Because, she’d had only minor health issues to deal with previously, my mother had not counted on needing a more supportive living situation to provide for her increasing needs. In retrospect, using that well regarded 20/20 hind-site, I can now see what we could have done. When she visited us in California, we could have toured more communities in our own county like AlmaVia and Atria Tamalpias Creek, experienced lunch or dinner and gotten to know some of the people at the communities, both the staff and the residents. After all they are our neighbors. I could also have called to get information from neighboring counties to see what communities were there, how much they cost and had additional information sent to me.
I know now, that there is a recommended conversation to be had between aging parents and their adult children. In the Senior Industry it is referred to as the “70/40” conversation. That means that when the parent is 70 years old and the adult child is 40 years old, they have a heart-to-heart conversation about what the parent is going to do to plan for their later years. In that conversation, mom and I could have talked about her financial resources, her wants for her more active retirement years, the trips, social involvement and the volunteerism I wrote about earlier. And, too, what her thoughts were for her care and life in the later years, that 80+ range.
One friend, currently a staff member at an Assisted Living Community in San Francisco, recommended making goal boards by taking a piece of poster board and a slew of magazines, cutting out pictures that fit ones image of life and pasting them on the poster board. This process helps to create tangible images to move toward.
Another option is to create two simple lists. With two blank pieces of paper in front of you, write the heading “Early Retirement” on one and on the other “Later Retirement”. Under each category, write these sub-headings: Emotional Support, Social Engagement, Physical Health, Safety and lastly, Financial and Legal Planning. Then take some time to consider each category, jotting down your thoughts. At the end of the exercise, you are likely to feel relieved to see some of your thoughts in black and white and be more ready to thoughtfully consider your own needs as you age.
Now that I’m 60, I know that in my “Early Retirement Years”, I want to write, garden, hike, travel, and spend time with my grandchildren and husband and adult kids.
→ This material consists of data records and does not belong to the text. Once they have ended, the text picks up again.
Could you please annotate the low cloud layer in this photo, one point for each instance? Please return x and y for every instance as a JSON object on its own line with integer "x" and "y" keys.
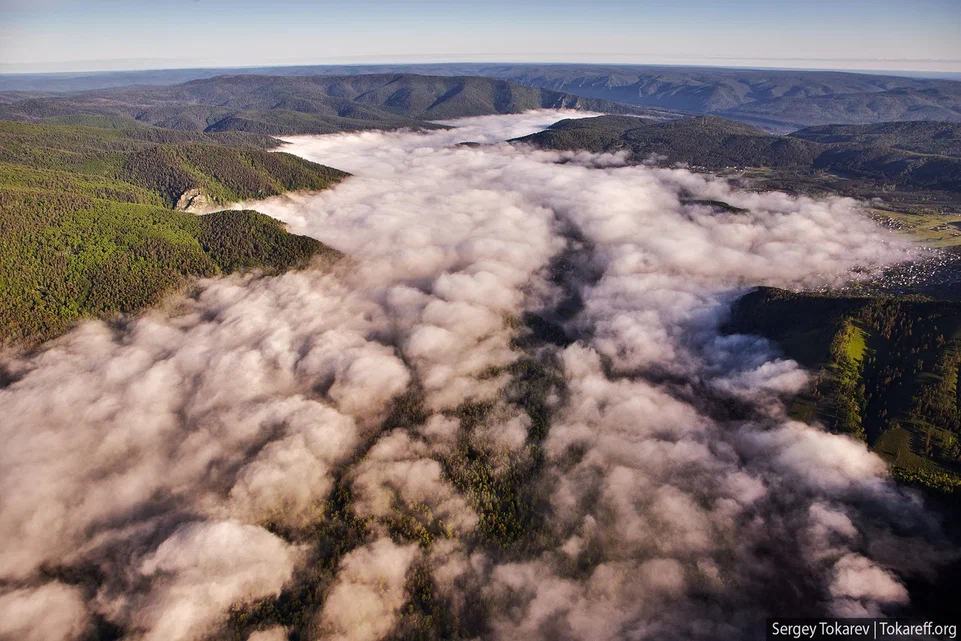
{"x": 158, "y": 475}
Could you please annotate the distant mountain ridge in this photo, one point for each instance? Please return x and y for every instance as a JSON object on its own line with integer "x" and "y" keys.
{"x": 905, "y": 163}
{"x": 784, "y": 99}
{"x": 275, "y": 105}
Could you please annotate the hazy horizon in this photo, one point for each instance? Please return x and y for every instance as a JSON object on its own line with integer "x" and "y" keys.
{"x": 53, "y": 36}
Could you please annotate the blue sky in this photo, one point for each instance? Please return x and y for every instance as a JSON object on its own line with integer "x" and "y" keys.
{"x": 64, "y": 35}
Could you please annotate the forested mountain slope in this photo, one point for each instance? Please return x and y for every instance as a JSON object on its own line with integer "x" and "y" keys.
{"x": 87, "y": 225}
{"x": 778, "y": 98}
{"x": 886, "y": 371}
{"x": 907, "y": 164}
{"x": 320, "y": 104}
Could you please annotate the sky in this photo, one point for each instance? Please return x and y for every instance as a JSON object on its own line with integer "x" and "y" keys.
{"x": 73, "y": 35}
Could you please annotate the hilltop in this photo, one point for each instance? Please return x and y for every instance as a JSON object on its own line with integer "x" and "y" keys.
{"x": 886, "y": 372}
{"x": 780, "y": 99}
{"x": 910, "y": 165}
{"x": 88, "y": 225}
{"x": 278, "y": 105}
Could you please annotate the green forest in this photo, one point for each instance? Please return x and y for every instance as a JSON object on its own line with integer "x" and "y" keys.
{"x": 88, "y": 226}
{"x": 886, "y": 372}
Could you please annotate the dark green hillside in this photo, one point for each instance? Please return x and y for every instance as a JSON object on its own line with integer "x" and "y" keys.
{"x": 87, "y": 226}
{"x": 919, "y": 174}
{"x": 941, "y": 138}
{"x": 277, "y": 105}
{"x": 705, "y": 141}
{"x": 886, "y": 371}
{"x": 165, "y": 163}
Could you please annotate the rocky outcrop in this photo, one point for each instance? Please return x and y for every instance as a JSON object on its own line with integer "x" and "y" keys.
{"x": 194, "y": 201}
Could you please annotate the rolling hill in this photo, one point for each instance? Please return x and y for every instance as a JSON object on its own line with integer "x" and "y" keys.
{"x": 275, "y": 105}
{"x": 886, "y": 371}
{"x": 777, "y": 99}
{"x": 909, "y": 165}
{"x": 88, "y": 225}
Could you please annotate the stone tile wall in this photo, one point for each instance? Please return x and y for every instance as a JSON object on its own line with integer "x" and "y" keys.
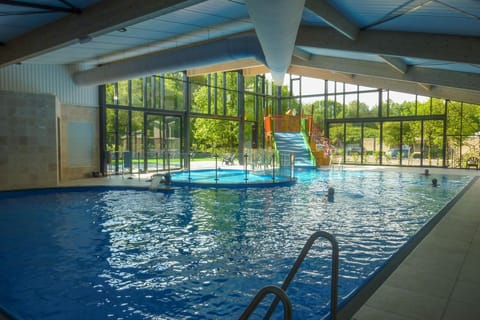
{"x": 28, "y": 140}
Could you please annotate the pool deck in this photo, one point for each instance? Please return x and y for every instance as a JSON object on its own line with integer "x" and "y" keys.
{"x": 439, "y": 279}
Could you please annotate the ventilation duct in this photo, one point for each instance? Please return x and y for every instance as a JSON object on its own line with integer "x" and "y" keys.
{"x": 174, "y": 60}
{"x": 276, "y": 24}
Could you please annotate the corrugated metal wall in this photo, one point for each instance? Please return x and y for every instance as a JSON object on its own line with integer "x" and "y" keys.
{"x": 53, "y": 79}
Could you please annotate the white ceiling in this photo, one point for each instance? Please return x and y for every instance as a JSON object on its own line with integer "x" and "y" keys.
{"x": 425, "y": 47}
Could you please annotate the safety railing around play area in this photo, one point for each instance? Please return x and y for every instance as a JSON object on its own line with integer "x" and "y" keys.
{"x": 254, "y": 160}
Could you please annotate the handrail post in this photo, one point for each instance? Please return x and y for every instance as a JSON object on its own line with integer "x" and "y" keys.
{"x": 297, "y": 264}
{"x": 280, "y": 294}
{"x": 273, "y": 167}
{"x": 216, "y": 167}
{"x": 246, "y": 167}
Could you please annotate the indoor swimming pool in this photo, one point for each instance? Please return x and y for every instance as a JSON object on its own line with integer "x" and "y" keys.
{"x": 203, "y": 253}
{"x": 232, "y": 178}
I know that at age 70, I’ll put our names on the waiting list at our local Retirement Community, The Redwoods. I know that we can build out our downstairs to be an apartment if we want someone to live on our property to help us with household chores and maintenance and/or do some shopping for us. I also know that in my later years, I can enjoy quite activities, I can write, read and enjoy the view of our garden or even a few potted plants. We can play a game of Canasta or two.
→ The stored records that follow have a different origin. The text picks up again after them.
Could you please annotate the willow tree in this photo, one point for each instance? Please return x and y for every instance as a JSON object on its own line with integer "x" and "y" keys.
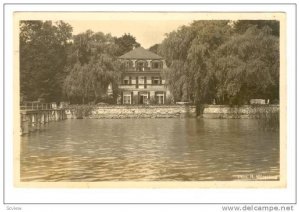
{"x": 90, "y": 81}
{"x": 247, "y": 66}
{"x": 43, "y": 56}
{"x": 189, "y": 51}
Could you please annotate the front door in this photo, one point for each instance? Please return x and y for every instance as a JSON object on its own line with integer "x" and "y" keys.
{"x": 143, "y": 99}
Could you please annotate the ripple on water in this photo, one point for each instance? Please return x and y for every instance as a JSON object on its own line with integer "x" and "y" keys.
{"x": 178, "y": 149}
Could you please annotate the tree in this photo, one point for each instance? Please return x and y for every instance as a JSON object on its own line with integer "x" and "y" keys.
{"x": 247, "y": 66}
{"x": 154, "y": 48}
{"x": 241, "y": 26}
{"x": 90, "y": 81}
{"x": 188, "y": 52}
{"x": 43, "y": 55}
{"x": 126, "y": 43}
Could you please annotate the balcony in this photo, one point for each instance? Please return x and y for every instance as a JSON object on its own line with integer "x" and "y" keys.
{"x": 142, "y": 87}
{"x": 143, "y": 70}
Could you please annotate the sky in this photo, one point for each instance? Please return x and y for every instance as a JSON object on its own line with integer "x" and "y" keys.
{"x": 146, "y": 32}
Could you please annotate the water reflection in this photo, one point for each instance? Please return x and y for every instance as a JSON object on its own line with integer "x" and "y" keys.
{"x": 150, "y": 150}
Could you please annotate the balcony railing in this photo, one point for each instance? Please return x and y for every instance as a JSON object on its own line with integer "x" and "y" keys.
{"x": 142, "y": 86}
{"x": 143, "y": 69}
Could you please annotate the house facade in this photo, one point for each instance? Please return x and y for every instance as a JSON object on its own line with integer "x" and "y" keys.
{"x": 142, "y": 81}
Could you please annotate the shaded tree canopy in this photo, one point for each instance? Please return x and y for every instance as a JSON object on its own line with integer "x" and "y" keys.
{"x": 126, "y": 43}
{"x": 92, "y": 67}
{"x": 224, "y": 61}
{"x": 43, "y": 55}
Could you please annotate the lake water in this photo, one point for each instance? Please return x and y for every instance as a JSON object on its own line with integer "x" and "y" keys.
{"x": 150, "y": 150}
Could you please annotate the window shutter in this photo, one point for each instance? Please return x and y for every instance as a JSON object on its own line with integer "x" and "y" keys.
{"x": 121, "y": 97}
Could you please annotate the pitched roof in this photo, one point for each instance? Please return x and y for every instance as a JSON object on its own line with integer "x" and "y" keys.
{"x": 140, "y": 53}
Because of my mother’s experience, I now know what the retirement communities around the San Francisco Bay Area have to offer and how much they cost. I know the life-style they offer, the quality of their meals, their food plans and how they can take care of me and/or my husband. When my husband and I have that 70/40 conversation with our adult kids, I already have a plan in place to share with them. I am not going to leave it to them to have to decide how to care for my daily needs. And I will not have to get stressed out by not knowing what my options are when I have a critical need come up in my later years. If I can do this, so can you.